As for radiation drifting through the air across the ocean, it will be too diluted to cause harm, Brawley said. For those in the U.S., a typical day of sunbathing would probably result in more radiation exposure than the Japanese accident, he said.
Brawley also said people need not worry about contamination of Pacific fish and seafood.
"If it were to happen, there's going to be checks and balances to make sure that fish is safe and is not radioactive," he said. "It's very likely that this will not happen. I can't overstress that."
A New York Times graphic showing the hypothetical transport of a plume of radiation across the Pacific has prompted some alarm, but CNN meteorologist Angela Fritz said the graphic is easily misinterpreted.
"First, there is no current plume of radiation to be transported," she said. "What the model shows is an example of what could happen.

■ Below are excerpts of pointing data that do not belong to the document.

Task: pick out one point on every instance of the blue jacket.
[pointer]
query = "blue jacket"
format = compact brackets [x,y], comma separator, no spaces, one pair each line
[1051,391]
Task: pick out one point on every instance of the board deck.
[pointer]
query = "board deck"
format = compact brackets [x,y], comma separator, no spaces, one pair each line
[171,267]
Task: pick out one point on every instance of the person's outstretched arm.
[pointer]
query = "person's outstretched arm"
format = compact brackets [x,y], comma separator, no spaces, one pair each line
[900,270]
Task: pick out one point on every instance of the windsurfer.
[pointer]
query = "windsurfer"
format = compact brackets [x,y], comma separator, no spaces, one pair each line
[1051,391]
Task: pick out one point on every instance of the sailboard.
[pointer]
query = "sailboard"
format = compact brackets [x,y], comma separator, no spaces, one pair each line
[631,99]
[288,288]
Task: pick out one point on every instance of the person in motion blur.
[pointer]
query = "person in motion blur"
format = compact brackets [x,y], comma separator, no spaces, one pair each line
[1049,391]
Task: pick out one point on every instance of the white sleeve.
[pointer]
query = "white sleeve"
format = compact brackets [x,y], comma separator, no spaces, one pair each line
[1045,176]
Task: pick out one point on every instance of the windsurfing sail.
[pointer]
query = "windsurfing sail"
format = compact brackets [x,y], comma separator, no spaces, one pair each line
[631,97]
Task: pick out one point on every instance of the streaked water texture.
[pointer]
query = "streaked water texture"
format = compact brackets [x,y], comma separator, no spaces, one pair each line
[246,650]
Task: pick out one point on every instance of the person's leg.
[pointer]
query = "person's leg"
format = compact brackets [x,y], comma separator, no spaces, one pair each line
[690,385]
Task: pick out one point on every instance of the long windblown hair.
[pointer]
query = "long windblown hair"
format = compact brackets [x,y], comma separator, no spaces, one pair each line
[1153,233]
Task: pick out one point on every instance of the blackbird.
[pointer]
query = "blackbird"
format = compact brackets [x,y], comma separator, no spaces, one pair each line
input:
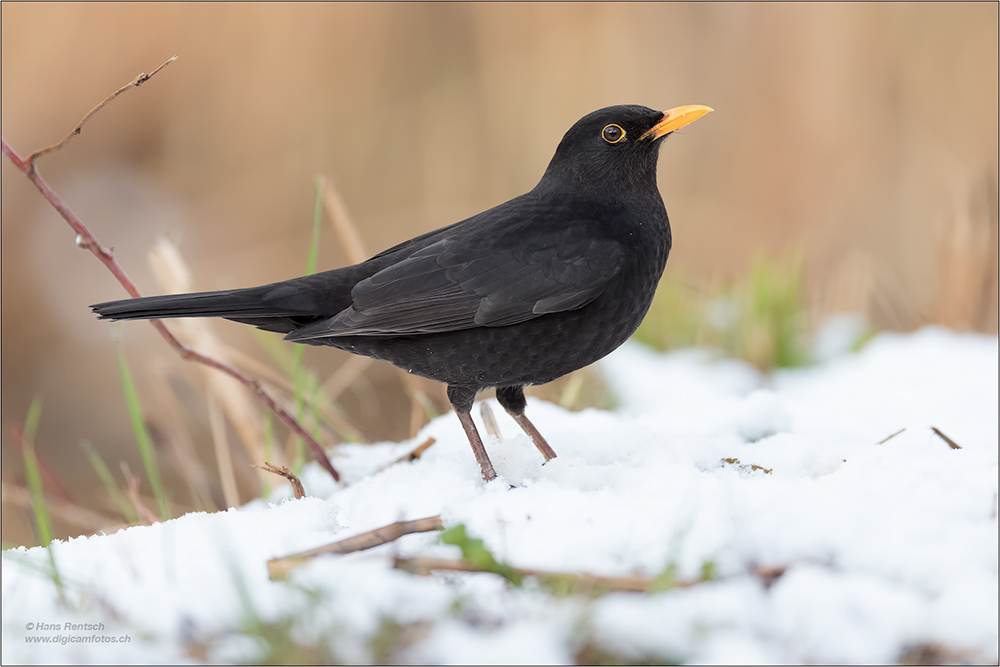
[520,294]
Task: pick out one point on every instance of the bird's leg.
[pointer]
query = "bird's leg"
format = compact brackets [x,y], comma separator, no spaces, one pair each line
[512,400]
[462,399]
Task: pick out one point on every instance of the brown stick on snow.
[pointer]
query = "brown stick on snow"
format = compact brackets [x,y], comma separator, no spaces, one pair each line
[278,568]
[282,471]
[951,443]
[86,240]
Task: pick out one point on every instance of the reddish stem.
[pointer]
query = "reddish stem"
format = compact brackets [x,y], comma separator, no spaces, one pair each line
[85,239]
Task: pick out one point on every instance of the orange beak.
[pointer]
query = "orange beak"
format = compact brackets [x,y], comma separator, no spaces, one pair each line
[675,119]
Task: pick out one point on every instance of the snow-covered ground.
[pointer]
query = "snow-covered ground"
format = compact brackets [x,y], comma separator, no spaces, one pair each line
[884,547]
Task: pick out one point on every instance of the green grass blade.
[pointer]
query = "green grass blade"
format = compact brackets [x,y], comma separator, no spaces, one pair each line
[34,475]
[42,520]
[97,463]
[142,435]
[298,375]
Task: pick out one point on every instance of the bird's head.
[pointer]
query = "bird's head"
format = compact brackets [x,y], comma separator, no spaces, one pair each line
[613,150]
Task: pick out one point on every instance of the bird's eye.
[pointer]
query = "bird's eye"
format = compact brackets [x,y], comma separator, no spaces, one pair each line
[613,133]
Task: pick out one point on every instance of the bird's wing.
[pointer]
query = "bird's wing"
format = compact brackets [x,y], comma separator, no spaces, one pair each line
[460,282]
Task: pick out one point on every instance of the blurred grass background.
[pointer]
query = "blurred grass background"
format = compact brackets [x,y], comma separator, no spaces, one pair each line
[850,166]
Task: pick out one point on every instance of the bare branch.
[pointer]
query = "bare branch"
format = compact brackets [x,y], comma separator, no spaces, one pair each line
[282,471]
[280,567]
[134,83]
[84,239]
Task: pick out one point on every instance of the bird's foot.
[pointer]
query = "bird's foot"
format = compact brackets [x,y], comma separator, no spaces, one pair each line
[477,446]
[535,436]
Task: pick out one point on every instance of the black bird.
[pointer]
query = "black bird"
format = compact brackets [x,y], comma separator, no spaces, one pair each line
[521,294]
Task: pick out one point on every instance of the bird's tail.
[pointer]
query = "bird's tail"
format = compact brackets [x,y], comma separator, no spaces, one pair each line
[280,307]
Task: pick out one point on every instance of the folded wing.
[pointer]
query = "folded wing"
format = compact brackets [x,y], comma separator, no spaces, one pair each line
[461,282]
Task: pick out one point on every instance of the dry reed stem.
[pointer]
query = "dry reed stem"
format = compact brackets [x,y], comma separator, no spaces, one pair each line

"The folks that ran this model did so to determine if various detection networks across the globe would even be able to pick up a radiation signal. They ran the model on Tuesday by taking a large mass of air within the model (what meteorologists call a 'parcel') and let it be carried by winds at various levels of the atmosphere.
"The result is that the parcel is spread out and dispersed all over the Pacific, and it can look alarming. In no way does this suggest that there is an actual plume of radiation heading to the West Coast. This was all done on a computer with atmospheric equations and a laundry list of assumptions that might not even be valid."
The reality is that radiation is leaking in small amounts near the surface, Fritz said.
"It would take a catastrophic meltdown to create a scenario where we would be able to detect radiation here in the U.S.," she said. "The radiation would have to be injected into the very high levels of the atmosphere for it to be transported. But even if that does happen (and we can't rule it out), the radiation that could reach the U.S. would be negligible. We've been comparing it to the amount of radiation you'd receive in a chest X-ray. Probably less."
The general population in Japan away from the stricken plant does not yet seem to be in any danger, said Dr. Ira Helfand of Physicians for Social Responsibility, so it stands to reason that people 5,700 miles away are in even less danger.
Dr. James Thrall, president of the American College of Radiology and chief of radiology at Massachusetts General Hospital, is concerned that public opinion will turn against nuclear power.
"If you look at nuclear power objectively, it actually has fewer health consequences than any energy production with fossil fuels," he said.